What have you been reading this summer?

By Becky Riley Olin, LCPC

While I gravitate toward reading multiple books simultaneously, one book that I cannot put down this summer is Suleika Jaouad’s, The Book of Alchemy: A Creative Practice for an Inspired Life. The title alone drew me in immediately. Now more than ever, we need creativity and imagination in the world. These qualities are crucial for our personal growth and vital to making our world better.

This book explores the art of journaling and all it can contain. Jaouad shares what she has learned about how this practice can help us tap into creativity, a capacity that exists in every human. Jaouad presents one hundred essays and journal prompts that serve as ideas and inspiration for accessing creativity as a tool to navigate life’s challenges, heartbreaks, and uncertainties. The essays and prompts provide tools to engage with discomfort and fear and to promote the experiencing of the creative potential that we all are. Jaouad draws upon Michael Bierut’s 100-day project, developed for his graduate students at Yale. He assigns his students a brief on the first day of class, “Find a creative act that you can repeat for 100 days. You can do it on your own terms, in your own way.” Throughout this book, Jaouad demonstrates how she has made a daily practice of transmuting pain into art through writing, journaling, and painting.

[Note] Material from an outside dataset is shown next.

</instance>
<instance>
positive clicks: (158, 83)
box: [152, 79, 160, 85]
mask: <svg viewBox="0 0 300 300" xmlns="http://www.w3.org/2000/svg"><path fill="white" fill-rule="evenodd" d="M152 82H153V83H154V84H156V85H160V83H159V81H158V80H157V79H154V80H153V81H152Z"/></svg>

Michael Meade captures the beauty of establishing an intentional, daily practice. He writes, “A practice is different from a skill because we can learn skills without meaningfully changing our character. Through a practice we become more genuinely established in ourselves, we gain an emotional seating, a place to dwell and return to again and again. A genuine practice means loving something enough to be with it again and again. A genuine practice will deepen and expand our inner life. It can ease our soul, but also affect the world around us.” Perhaps this is something you are open to exploring. And if so, I invite you to take a moment to imagine what you would write if you weren’t afraid, too busy, too tired, too stressed. What would you create? Take another moment to sense or feel into what creative practices call to you. What are you drawn toward in this moment? Follow it where it leads. And let it flow from there.